# WHy's everything sooooo hard?



## purplewish5 (May 7, 2020)

Hi, My husband and I have been married 20 years. We were young and hard core Mormon. We have 5 beautiful children. 12 years ago, he went through some kind of midlife crisis and left Mormonism. It was really hard on him, partly because I stayed in church. For several years after leaving church, he was abusive, alcoholic, and finally confessed to sleeping with numerous strippers. We split for a while after he was charged with criminal domestic violence. It was a tough road, but we held it together. Fast forward 8 years, and marriage has taken a serious downturn. Physical abuse is no longer an issue, but he is just an asshole. My opinion doesnt matter, blah, blah.... I brought up concerns about his drinking, and he actually decides after 12 years to go back to Mormonism. He seems peaceful about this, but somehow (I forget the context) admits that he slept with strippers after our reconciliation 8 years ago. I know now that this is a back-pocket way to retailiate, and my trust is shattered. How could I have been so stupid? He says its because I didn't make him feel like a man. I tried to appease him, but he was so stubborn. He says he hasn't done it in the past two years, but Can't remember how many times or the details about his interactions. He has assured me that it wasn't more than once a year. (So, 6-7 times?) 
He does admit to going to a strip club a few months ago, but only got a lap dance. Probably BS, but he says he has no reason to lie. What if he is telling the truth? Can we reconcile? If its been two years? Please don't be mean, my heart is shattered.


----------



## jorgegene (May 26, 2012)

He sounds like a train wreck. He needs serious counseling and accountability within the church.


----------



## purplewish5 (May 7, 2020)

Oh he is. Would you suggest I leave? Or try to work it out?


----------



## Beach123 (Dec 6, 2017)

Why aren’t you divorced?
He hasn’t kept the marital vows? In fact, he walked (stomped) all over those vows and you!

he doesn’t respect you and you can’t trust him - so you really have NO marriage!

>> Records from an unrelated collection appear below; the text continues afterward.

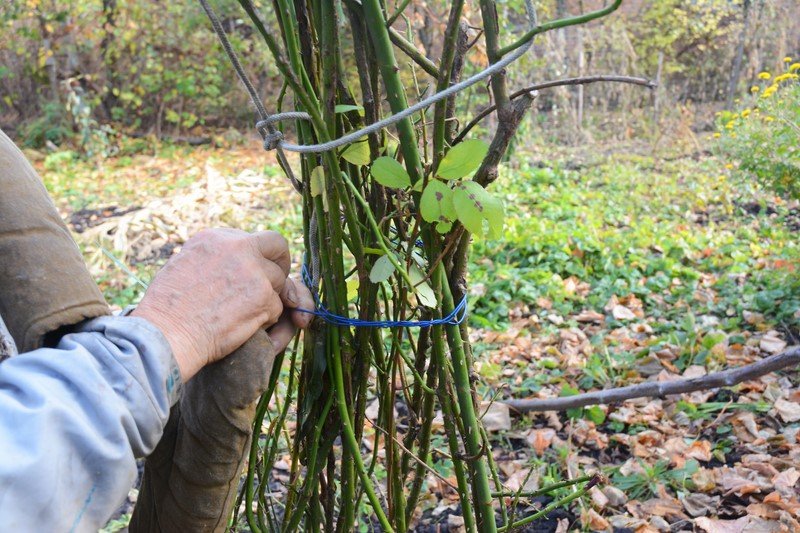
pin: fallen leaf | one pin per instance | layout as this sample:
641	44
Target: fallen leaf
700	450
497	416
697	504
772	343
788	411
590	316
540	439
592	520
620	312
616	498
714	525
787	479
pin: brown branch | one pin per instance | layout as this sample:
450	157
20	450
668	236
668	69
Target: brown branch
725	378
554	83
411	51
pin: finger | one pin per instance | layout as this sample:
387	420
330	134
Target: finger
289	295
305	302
282	333
276	276
301	319
274	310
273	246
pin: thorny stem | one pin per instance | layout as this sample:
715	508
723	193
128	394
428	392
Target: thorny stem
555	505
560	23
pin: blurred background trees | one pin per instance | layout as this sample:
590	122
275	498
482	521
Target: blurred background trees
84	71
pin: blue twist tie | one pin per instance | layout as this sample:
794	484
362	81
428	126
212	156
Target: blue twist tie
455	317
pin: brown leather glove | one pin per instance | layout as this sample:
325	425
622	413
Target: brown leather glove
45	288
190	480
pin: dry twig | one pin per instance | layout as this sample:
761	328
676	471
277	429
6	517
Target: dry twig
725	378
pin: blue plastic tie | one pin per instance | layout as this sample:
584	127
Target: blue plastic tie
456	316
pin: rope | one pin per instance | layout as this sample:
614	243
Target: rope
271	135
273	138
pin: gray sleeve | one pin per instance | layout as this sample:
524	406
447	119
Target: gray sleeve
73	419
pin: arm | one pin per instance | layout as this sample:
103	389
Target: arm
74	418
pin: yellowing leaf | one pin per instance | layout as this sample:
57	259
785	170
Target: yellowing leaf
357	153
474	204
390	173
462	159
425	294
436	204
382	269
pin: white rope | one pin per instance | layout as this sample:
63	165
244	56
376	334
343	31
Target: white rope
273	138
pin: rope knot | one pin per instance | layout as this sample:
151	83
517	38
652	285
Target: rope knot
272	140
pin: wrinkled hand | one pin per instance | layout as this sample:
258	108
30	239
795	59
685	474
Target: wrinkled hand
222	287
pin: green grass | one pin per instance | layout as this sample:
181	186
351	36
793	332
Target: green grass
659	231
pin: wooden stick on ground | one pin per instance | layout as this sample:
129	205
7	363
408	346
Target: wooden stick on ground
725	378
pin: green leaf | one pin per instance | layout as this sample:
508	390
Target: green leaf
473	205
462	159
469	207
425	294
346	108
357	153
390	173
495	215
382	269
436	204
317	181
595	414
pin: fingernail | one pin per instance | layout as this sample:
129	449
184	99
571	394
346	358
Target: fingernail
291	292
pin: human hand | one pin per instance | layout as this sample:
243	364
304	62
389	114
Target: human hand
219	290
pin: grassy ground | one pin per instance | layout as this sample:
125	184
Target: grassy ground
611	272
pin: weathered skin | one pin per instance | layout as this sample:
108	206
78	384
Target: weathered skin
45	289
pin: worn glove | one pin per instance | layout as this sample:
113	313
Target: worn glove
190	480
45	288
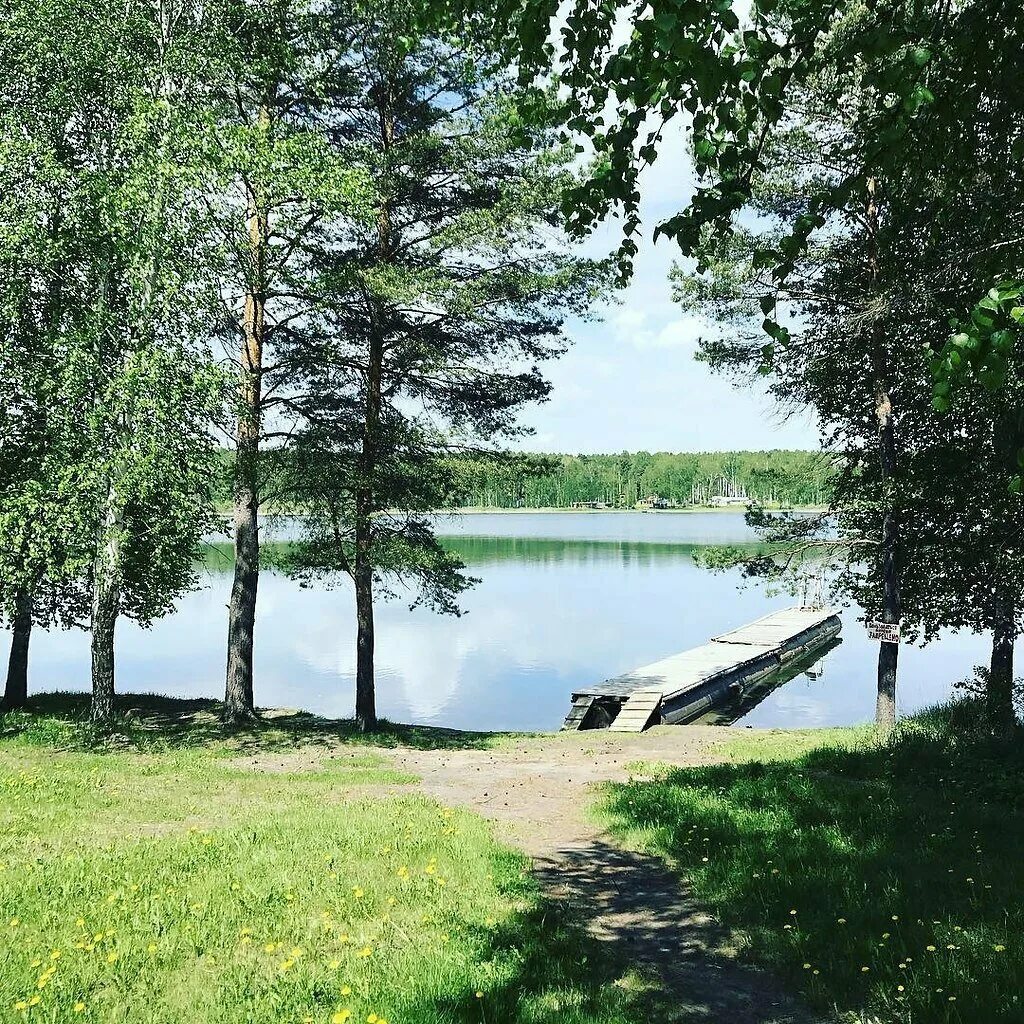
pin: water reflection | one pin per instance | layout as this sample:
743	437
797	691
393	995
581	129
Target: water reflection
565	600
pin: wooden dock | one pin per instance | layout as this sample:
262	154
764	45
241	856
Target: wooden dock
685	686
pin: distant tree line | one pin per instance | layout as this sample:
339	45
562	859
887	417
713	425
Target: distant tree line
778	478
321	236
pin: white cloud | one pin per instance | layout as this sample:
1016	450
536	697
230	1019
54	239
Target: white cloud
670	329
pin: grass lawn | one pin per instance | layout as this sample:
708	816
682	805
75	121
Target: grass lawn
159	878
884	880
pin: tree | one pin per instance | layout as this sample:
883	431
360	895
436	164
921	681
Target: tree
283	82
112	470
435	312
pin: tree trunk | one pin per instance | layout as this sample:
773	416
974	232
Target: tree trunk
366	497
885	704
363	568
105	607
239	699
366	700
15	693
999	690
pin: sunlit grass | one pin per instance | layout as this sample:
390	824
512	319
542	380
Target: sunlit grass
170	881
884	879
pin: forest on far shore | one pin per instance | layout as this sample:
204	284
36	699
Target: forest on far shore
787	479
680	478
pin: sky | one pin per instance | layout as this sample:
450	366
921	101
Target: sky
630	381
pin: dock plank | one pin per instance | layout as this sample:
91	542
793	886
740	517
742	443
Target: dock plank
756	647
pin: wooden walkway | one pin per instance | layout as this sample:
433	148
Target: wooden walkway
679	688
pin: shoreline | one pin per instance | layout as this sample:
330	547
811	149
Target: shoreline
559	510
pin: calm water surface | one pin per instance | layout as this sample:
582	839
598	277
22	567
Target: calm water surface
565	600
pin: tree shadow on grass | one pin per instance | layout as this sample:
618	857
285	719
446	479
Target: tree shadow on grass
548	969
886	881
150	720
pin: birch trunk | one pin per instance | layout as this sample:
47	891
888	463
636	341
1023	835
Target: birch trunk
239	696
15	693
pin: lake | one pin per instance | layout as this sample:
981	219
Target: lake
565	599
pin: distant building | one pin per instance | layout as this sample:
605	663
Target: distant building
654	502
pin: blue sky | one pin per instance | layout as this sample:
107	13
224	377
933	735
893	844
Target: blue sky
630	381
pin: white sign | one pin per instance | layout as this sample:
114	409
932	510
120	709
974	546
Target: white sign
886	632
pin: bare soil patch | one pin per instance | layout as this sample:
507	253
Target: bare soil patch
536	792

if you don’t respect yourself - why should he?

when are you filing?


----------



## purplewish5 (May 7, 2020)

Tough love in this reply, but I probably need it I actually do have a consultation with a lawyer tomorrow. I probably don't respect myself enough anymore. Its been a slow, steady decline in self-respect and allowing him to treat me badly. Divorce is so hard for me to wrap my head around, but I am getting a consult. I've never gone that far before.


----------



## EleGirl (Dec 3, 2011)

What you describe is a life-long issue, or at least adult-hood long issue. He's not going to change. Why do I say that?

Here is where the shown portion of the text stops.